Dans la région de Montréal 40% des habitants ne
sont ni de souche
française ni de souche britannique. Montréal concentre
à elle seule 88% de
l'ensemble de la population immigrée du Québec et compose
une fascinante
mosaïque humaine. C'est dire l'importance que prennent ces
nouveaux électeurs
lorsqu'un scrutin se joue à quelques milliers de voix
près, comme ce fut le cas
lors du dernier référendum indépendantiste de 1995.

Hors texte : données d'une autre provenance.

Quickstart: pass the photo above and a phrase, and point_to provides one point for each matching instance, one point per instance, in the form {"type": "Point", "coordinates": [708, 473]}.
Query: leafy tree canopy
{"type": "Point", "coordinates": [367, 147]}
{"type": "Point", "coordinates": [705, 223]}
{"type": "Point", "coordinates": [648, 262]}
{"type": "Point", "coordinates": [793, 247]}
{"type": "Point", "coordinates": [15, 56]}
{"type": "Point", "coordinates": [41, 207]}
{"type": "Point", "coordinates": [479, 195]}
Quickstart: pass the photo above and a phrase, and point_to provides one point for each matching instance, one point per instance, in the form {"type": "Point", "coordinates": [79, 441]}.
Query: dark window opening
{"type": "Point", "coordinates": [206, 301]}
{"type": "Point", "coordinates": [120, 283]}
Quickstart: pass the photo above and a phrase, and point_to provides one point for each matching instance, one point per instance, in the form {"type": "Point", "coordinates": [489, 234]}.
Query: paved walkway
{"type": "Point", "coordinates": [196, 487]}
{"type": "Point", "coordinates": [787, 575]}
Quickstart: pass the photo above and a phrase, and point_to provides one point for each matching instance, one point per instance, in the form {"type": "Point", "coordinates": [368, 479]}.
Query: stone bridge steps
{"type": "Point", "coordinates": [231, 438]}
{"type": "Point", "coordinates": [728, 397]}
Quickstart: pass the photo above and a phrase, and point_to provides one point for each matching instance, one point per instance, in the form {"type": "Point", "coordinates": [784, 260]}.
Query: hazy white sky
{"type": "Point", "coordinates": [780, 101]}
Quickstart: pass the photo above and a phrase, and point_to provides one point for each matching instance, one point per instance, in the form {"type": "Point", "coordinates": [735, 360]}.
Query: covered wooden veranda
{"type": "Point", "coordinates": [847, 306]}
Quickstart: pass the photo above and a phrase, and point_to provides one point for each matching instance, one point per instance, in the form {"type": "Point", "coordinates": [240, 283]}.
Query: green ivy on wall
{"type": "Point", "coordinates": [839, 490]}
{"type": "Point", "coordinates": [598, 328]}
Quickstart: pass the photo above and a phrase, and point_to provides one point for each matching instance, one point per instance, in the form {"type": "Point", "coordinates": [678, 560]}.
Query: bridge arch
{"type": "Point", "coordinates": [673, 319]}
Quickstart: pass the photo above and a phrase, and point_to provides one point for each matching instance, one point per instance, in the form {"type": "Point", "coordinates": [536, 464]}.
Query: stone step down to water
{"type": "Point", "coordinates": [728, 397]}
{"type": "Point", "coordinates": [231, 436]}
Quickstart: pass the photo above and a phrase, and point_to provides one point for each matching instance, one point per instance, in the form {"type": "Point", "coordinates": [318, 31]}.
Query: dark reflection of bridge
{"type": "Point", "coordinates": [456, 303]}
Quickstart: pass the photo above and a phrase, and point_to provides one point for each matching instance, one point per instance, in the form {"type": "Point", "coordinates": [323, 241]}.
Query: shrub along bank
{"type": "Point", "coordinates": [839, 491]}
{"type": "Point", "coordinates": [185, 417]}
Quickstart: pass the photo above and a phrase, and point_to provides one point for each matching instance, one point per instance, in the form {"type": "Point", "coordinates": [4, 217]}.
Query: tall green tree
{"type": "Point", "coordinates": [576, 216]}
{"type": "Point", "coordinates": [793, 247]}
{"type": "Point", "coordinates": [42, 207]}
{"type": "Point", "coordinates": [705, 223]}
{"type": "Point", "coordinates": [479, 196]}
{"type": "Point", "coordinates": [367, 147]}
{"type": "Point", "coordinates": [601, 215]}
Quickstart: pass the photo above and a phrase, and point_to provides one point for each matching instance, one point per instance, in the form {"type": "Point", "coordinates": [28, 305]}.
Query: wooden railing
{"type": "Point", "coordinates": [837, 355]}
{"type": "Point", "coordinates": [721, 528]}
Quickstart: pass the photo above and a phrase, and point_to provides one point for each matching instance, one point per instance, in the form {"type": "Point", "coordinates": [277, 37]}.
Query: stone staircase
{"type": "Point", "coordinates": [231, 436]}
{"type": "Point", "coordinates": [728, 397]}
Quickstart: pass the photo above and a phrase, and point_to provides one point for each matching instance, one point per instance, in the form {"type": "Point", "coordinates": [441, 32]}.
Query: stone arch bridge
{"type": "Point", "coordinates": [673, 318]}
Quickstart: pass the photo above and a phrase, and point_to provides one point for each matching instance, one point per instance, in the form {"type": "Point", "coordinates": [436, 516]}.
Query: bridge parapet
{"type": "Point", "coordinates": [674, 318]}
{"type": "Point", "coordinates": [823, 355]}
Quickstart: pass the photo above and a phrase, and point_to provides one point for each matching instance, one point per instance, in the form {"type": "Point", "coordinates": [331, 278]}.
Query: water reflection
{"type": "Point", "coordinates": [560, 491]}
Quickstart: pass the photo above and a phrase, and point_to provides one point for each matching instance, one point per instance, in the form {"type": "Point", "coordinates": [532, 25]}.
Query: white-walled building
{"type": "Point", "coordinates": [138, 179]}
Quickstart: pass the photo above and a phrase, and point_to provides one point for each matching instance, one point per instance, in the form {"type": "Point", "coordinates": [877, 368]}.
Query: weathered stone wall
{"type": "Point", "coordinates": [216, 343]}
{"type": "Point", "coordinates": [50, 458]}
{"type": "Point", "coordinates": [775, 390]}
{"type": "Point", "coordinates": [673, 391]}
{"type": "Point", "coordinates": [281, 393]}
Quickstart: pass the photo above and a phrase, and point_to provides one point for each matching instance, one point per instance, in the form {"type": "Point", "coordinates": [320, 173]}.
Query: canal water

Le danger ne se présente pas sous forme
de précipice, mais de longue pente
descendante qui pourrait se terminer par une glissade inexorable.
« Selon
les projections de l'Institut de la statistique du Québec, le
Québec comptera
7,8 millions d'habitants en 2050, à peine 300 000 personnes de
plus
qu'aujourd'hui. Aussi tôt qu’en 2012, il y aura de moins en moins
de gens en
âge de travailler, de moins en moins de jeunes et de plus en plus
de personnes
âgées. (…) Dans 40 ans, les 7,8 millions de
Québécois seront entourés par
près de 1,2 milliards de personnes, parlant pour la plupart
anglais et/ou
espagnol » (Facal 2005 :4) et devront faire face aussi
à une
concurrence inédite venant des pays
asiatiques. L'entrée de plus d'un
milliard de nouveaux travailleurs dans le circuit de l'économie
mondiale ne
peut être ignorée de personne. « Depuis 2000,
la production manufacturière
a augmenté de 50% en Asie, tandis qu'elle stagne au Canada. Au
cours des deux
dernières années, le niveau d'emploi dans l'industrie
québécoise de fabrication
de vêtement a diminuée de 40%. (…) Que
fabriquerons-nous mieux que les
Chinois et les Indiens dans 10 ou 20 ans ? » (Facal
2005 :4)
Pour demeurer une
société
distincte il faudra alors que le Québec continue à se
développer économiquement et socialement et qu'il ouvre
les vannes de
l'énergie, de l'originalité et de la
créativité afin d'assurer le mieux-être de
ses citoyens. Quels sont les arguments en faveur d’un 3ème
référendum sur le Québec libre ? Quelles sont
les idées sur lesquelles les
souverainistes doivent réfléchir pour se
réconcilier avec leur projet ?
Voilà les questions auxquelles Michel Venne (2002) essaie de
répondre dans son
livre « Souverainistes, que faire ? » paru chez
vlb éditeur, Québec,
2002 (cf. quelques extraits
en format word). Selon
l’auteur,
ce sont sept clés qui
définiront le nouveau modèle
québécois : « La liberté, la
responsabilité, l’identité, la citoyenneté, la
solidarité, la démocratie et la
confiance. » (cf. p.11 et chapitre III, les sept clés
de la souveraineté,
p : 63 sqq.). Cependant, la population ne semble pas vouloir se
prononcer
sur la tenue d’un nouveau référendum à court terme
afin de ne pas replonger le
Québec à nouveau dans une phase existentielle.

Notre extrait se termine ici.